Die Verführung der Arabella Fermor: Roman (German Edition)
Mit dem ottomanischen Kopfschmuck wirkte er noch vornehmer als sonst in seinem üblichen Anzug mit Weste. Sie hatte gesehen,wie er sich in der Menge umgeschaut hatte – wie sie glaubte, in der Absicht, ihrem Blick zu begegnen. Also war er beeindruckt gewesen von der Begegnung mit Miss Blount von Mapledurham … Genau wie sie es sich gedacht hatte. Mit ermutigtem Ausdruck wandte sie sich an Martha.
»Das ist bestimmt eine Frau aus der Stadt, Patty, hergekommen in der Hoffnung, einen Gefährten zu ergattern«, erklärte sie. »Jedenfalls ist es für Frauen akzeptabel, bei einer Maskerade allein zu erscheinen. Denn gleich nach dem Eintritt müssen sich Freunde ohnehin trennen und sich auf eine Unterhaltung mit jedem, der sie anspricht, einlassen. Das ist eben der Spaß bei der Sache. Es gibt ja Räume, in die Leute sich, wenn sie es wünschen, zurückziehen und in allseitiger Übereinstimmung ihre Gesichter zeigen können.«
In diesem Moment wurden sie durch den Ansturm der Massen vorwärts durch die Tür in den Ballsaal gedrängt.
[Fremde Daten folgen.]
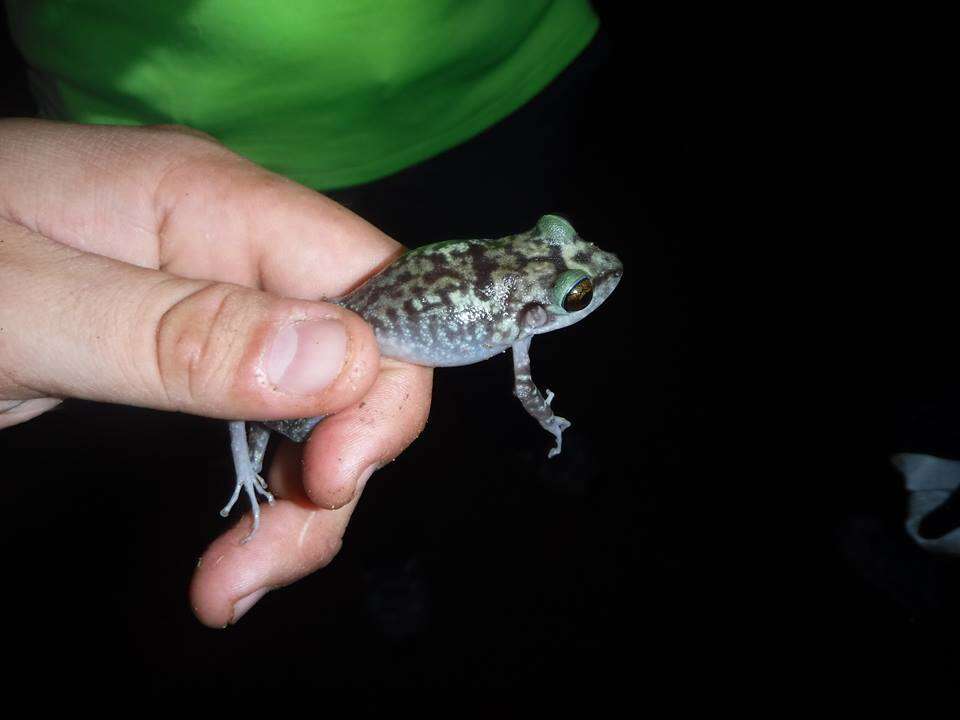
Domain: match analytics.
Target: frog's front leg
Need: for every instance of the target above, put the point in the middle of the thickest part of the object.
(533, 402)
(248, 451)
Es wäre unmöglich gewesen, sich auf den Feuersturm an Lärm und Lichterglanz gefasst zu machen, der ihnen da entgegenschlug. Hunderte Wachskerzen – ein gleißendes Flackern – glitzernde Juwelen – prächtige Masken – strahlendes Lächeln … aber keine Gesichter. Stimmengetöse rauschte über den Wogen der Musik durch den Saal. Zwei Orchester auf erhöhten Podesten zu beiden Seiten … Vielfältiger Kopfschmuck schwebte über der Menge wie bunte Vögel: Pfauengefieder, Straußenfedern, gepuderte Perücken, Frisuren, hochgetürmt wie Konditorkunstwerke, glitzernde Diamanten. Das Klicken der Absätze auf den Dielen, das Rascheln der Unterröcke, das Klappen emsiger Fächer – Hitze, Helligkeit, wallendes Festgetöse … Venezianer, Türken, Spanier, Schornsteinfeger, Bauernmägde, Brezelverkäufer, Schlachterburschen und Kutscher … Admirale, Richter, Höflinge und Könige … Ein unendliches Durcheinander von Fremdlingen, verborgen in den Kleidern von Fremdlingen. Und überall zwischen ihnen verstreut die schwarz-weißen Gestalten in ihren Dominos, Kopf und Gesicht unsichtbar unter den voluminösen Seidenkapuzen.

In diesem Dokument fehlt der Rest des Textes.